1905年09月15日 小村と小柳 講和成立 屈辱か成功か

社会・世相

引用:新聞集成明治編年史 第十二卷 P.495

(1905年9月15日、大阪朝日新聞)
日本の全権代表・小村寿太郎(外相)と、東京烏森の芸者・小柳(本名・杉浦きさ、26歳)との関係は、世間でよく知られた事実である。
小村はアメリカ出発前に小柳に夢中になり、使命を果たして帰国した後には、彼女を身請けして「手中の花」とするべく講和条約を結んだ、という噂がある。
ところが、その講和条約の内容を耳にすると、やはりロシアの代表ウィッテにいいように扱われ、弱腰の態度で翻弄され、聞くに堪えないほど屈辱的な条件に涙ながらに調印させられたという。
つまり、こういうことだ。

第一条
小村は小柳に対して「優越権」を得ること。ただし、はした金では身請けはできない。世間の人が驚くほどの大金を小村が彼女にむしり取られる形になること。
(以下略)

これは真面目な報道ではなく、風刺記事(ゴシップと政治批判を混ぜたもの)です。
日露戦争の講和(ポーツマス条約)により、日本は賠償金を得られず、国民の期待に反して不満が爆発(日比谷焼打事件など)し、その怒りの矛先が、講和条約に調印した全権代表・小村寿太郎に向けられました。
記事は「小村がロシアに翻弄されたのは、まるで芸者小柳にむしり取られるようなものだ」と、芸者との私生活を持ち出して痛烈に揶揄しています。

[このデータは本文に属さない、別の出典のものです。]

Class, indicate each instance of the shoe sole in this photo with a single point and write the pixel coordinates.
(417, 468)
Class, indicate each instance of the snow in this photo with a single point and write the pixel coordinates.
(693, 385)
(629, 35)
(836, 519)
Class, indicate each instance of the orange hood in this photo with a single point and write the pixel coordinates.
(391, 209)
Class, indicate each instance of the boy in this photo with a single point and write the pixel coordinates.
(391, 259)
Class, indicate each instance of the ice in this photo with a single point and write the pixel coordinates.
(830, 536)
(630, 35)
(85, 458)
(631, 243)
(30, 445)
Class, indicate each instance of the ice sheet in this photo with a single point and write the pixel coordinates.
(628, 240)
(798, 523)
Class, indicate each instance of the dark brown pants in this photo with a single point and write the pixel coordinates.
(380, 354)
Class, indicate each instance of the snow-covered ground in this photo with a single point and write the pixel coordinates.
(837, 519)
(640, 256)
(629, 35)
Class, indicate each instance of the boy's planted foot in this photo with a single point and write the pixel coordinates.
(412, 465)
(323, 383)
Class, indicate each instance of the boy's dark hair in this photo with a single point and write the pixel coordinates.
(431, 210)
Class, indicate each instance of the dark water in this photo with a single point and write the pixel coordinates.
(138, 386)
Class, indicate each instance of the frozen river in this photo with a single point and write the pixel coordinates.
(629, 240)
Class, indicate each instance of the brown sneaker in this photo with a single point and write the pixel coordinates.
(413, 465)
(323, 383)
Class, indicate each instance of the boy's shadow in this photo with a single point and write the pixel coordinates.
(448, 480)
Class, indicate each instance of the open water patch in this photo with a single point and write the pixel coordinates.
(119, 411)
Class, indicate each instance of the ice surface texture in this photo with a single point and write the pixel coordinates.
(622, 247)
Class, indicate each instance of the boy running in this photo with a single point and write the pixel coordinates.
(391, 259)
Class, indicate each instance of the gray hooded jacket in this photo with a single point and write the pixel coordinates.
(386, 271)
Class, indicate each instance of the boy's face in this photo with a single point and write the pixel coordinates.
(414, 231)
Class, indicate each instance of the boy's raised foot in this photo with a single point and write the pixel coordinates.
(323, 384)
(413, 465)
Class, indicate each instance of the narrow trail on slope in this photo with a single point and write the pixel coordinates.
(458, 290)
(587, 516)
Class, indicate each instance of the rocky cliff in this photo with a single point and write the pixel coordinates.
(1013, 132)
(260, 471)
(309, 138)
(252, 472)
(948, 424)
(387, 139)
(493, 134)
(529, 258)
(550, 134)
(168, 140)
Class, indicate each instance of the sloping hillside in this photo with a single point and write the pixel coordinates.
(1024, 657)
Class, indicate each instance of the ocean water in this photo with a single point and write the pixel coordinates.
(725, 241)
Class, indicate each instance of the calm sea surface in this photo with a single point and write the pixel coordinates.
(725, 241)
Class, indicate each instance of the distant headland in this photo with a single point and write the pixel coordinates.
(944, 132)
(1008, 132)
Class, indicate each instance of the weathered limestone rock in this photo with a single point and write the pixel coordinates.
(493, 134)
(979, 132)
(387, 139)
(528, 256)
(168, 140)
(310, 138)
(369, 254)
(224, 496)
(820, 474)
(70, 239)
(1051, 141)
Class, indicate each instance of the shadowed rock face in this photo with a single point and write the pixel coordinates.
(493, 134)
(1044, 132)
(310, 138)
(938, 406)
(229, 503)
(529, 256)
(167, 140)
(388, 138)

「小柳(杉浦きさ)」は実在の芸者で、小村寿太郎が贔屓にしていたと言われています。この関係は当時の新聞でもゴシップ的に取り上げられ、政治批判の格好の材料になりました。小村は国際政治の場で「国のために最善を尽くした」とも評価できますが、結果が不満足だったため、民衆から「ロシアに騙され、芸者に騙される男」と皮肉られました。

このように「政治批判+スキャンダル暴露+笑い」を組み合わせるのは、当時の新聞が国民の憤懣を煽る典型的な手法でした。